Broughton served in the Army from 2001 to 2013. Routine medical tests in 2013 found Broughton had focal segmental glomerulosclerosis. The disease is a leading cause of kidney failure in adults and Broughton's kidney was operating with only 40 percent function left.

He left the Army and started dialysis treatments in August of 2014. By April 2015, Broughton put out a plea for a new kidney through a Facebook post.

“I didn't want to act like I was asking for a hand out or pity, but I really just came to a point where my family was struggling," Broughton said.

Andrew Coughlan answered the Broughton family's prayer.

“I almost feel like we’re expected as people to give," Coughlan said.

Coughlan and Broughton served together during a tour in Iraq with the Bravo Company 1-32 out of the 10th Mountain Division, however were in different platoons and didn't have much interaction.

“The bond between military people is a crazy thing," Broughton said. "I mean he put his life on the line directly just for me and we barely knew each other before.”

The transplant happened this Friday. The two are still recovering from the surgery, but these brothers on the battle field say they now have a whole new bond.

"He changed my life within a four hour period. My life is 100 percent different," Broughton said.

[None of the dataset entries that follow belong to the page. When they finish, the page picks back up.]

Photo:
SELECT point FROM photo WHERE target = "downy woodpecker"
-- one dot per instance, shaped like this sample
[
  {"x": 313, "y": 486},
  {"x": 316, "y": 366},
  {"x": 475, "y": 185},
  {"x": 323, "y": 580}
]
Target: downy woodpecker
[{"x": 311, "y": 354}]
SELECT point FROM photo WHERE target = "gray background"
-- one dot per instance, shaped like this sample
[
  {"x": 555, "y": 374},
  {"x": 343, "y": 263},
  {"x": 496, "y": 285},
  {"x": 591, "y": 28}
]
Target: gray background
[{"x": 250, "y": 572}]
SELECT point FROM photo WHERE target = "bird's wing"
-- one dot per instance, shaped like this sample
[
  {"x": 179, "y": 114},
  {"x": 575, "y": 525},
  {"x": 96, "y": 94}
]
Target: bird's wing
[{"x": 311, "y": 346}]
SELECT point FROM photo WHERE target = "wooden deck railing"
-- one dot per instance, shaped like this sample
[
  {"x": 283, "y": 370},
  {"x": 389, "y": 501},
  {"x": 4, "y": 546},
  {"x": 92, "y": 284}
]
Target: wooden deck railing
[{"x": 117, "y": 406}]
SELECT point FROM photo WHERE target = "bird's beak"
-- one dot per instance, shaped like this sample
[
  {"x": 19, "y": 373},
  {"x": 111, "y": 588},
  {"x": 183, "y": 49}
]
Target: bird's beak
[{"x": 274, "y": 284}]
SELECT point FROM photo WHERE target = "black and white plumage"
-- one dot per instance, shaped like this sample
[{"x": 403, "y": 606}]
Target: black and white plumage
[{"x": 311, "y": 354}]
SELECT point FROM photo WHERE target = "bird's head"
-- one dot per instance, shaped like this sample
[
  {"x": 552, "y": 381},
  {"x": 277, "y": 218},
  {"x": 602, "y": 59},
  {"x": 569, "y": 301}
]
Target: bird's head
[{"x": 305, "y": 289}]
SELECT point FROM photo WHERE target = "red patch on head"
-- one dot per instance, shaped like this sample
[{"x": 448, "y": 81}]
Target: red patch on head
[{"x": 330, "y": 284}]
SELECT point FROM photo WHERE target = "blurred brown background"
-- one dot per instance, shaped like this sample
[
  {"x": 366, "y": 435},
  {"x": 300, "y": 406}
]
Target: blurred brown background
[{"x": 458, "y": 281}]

“I wasn't doing it for any reason, besides to help him, to give him a quality of life, to give his daughters a father and give his wife the husband that they all deserve," Coughlan said.

“We can’t ever thank Andrew enough," Broughton's father, Russell Broughton Senior said. "Andrew knows and I’ve told him, 'you’re now my son and you always will be and I love you and I respect you.'"

Coughlan, a Wounded Warrior employee, says he was just doing his duty.

“It’s my daily job to help warriors, but this is just probably the most direct thing I’ve done for a warrior," he said. "Without a doubt.”